Probably the most notable difference between Paxlovid and molnupiravir is how effective they are.
In its initial clinical trials, Paxlovid was nearly 90% effective at preventing hospital stays or death due to COVID-19 in high-risk people. Other studies suggest that the benefits of Paxlovid are especially evident for older adults.
On the other hand, molnupiravir lowered the risk of COVID-19 hospital stays or death by about 30% in high-risk people in initial studies. This difference in effectiveness may be one of the reasons experts suggest using molnupiravir only if other treatments aren’t available or appropriate.
Currently, molnupiravir isn’t known to interact with any medications. This is still being studied and may change as more information becomes available.
It’s important to note that these levels of effectiveness were recorded when study participants started Paxlovid or molnupiravir within 5 days of first feeling symptoms. The medications’ effectiveness is lower if the medications are started after this timeframe. This data was also collected before the Omicron variant became predominant.
I also found this:
Can you take Paxlovid and molnupiravir together for COVID-19?
No, this combination hasn’t been studied for any use, including treating COVID-19. An interaction between Paxlovid and molnupiravir isn’t listed by either Pfizer or Merck. But, due to the lack of research about whether it is safe or effective, this combination isn’t suggested.
Apologies for my long post, but finally here’s another interesting find, since I daily take Culturelle, a lactobacillus probiotics.
Probiotics Reduce COVID Symptoms and Delay Disease Among Unvaccinated
Published December 18, 2023
DURHAM, N.C. – Probiotics, specifically lactobacillus, demonstrated significant ability to delay a COVID infection and reduce symptoms among a group of unvaccinated people who had been in contact with someone in their household diagnosed with COVID.
SYSTEMATIC REVIEW article
Front. Nutr., 27 October 2023
Sec. Nutrition and Microbes
Probiotics for the prevention and treatment of COVID-19: a rapid systematic review and meta-analysis
Background: Although numerous modalities are currently in use for the treatment and prophylaxis of COVID-19, probiotics are a cost-effective alternative that could be used in diverse clinical settings. Hence, we conducted a meta-analysis to investigate the role of probiotics in preventing and treating COVID-19 infection.

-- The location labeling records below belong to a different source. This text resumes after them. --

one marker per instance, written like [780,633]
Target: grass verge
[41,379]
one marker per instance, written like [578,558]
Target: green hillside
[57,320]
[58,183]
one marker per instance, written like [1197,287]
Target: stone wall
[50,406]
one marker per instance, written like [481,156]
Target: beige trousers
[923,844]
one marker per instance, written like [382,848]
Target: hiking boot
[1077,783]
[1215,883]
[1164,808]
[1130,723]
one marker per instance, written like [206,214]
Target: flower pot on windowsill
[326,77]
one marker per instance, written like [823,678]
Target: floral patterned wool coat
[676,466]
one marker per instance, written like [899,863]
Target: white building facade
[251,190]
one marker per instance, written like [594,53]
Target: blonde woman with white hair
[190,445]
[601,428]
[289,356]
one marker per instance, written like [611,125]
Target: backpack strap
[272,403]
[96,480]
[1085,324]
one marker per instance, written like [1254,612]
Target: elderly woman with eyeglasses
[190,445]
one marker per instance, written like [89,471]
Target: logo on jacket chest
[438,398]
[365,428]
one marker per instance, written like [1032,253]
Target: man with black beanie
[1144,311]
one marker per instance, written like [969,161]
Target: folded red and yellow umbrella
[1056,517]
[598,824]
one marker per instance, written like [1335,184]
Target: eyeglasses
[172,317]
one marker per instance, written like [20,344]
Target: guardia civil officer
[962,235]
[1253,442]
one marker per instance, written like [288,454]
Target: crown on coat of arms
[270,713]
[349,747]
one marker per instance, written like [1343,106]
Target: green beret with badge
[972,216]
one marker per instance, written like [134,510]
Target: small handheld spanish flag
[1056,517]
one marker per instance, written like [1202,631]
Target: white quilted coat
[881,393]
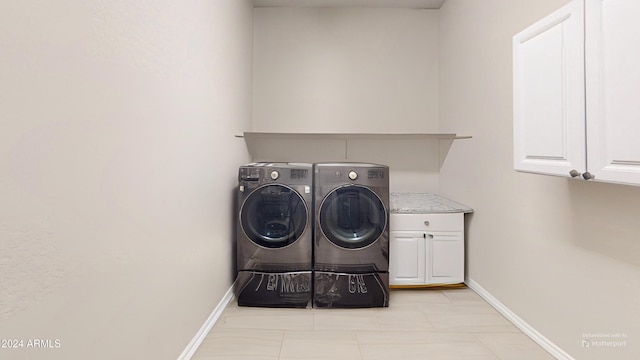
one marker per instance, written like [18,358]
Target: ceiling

Methods: We searched several databases from inception to 30 May 2023 for all randomized controlled trials (RCTs) and comparative observational studies that evaluated probiotics (irrespective of the regimen) for the treatment or prevention of COVID-19. We conducted our meta-analysis using RevMan 5.4 with risk ratio (RR) and mean difference (MD) as the effect measures.
Results: A total of 18 studies (11 RCTs and 7 observational studies) were included in our review. Probiotics reduced the risk of mortality (RR 0.40; 95% CI: 0.25–0.65, I2 = 0%). Probiotics also decreased the length of hospital stay, rate of no recovery, and time to recovery. However, probiotics had no effect on the rates of ICU admission. When used prophylactically, probiotics did not decrease the incidence of COVID-19 cases (RR 0.65; 95% CI: 0.37–1.12; I2 = 66%). The results for all outcomes were consistent across the subgroups of RCTs and observational studies (P for interaction >0.05).
Conclusion: The results of this meta-analysis support the use of probiotics as an adjunct treatment for reducing the risk of mortality or improving other clinical outcomes in patients with COVID-19. However, probiotics are not useful as a prophylactic measure against COVID-19. Large-scale RCTs are still warranted for determining the most efficacious and safe probiotic strains.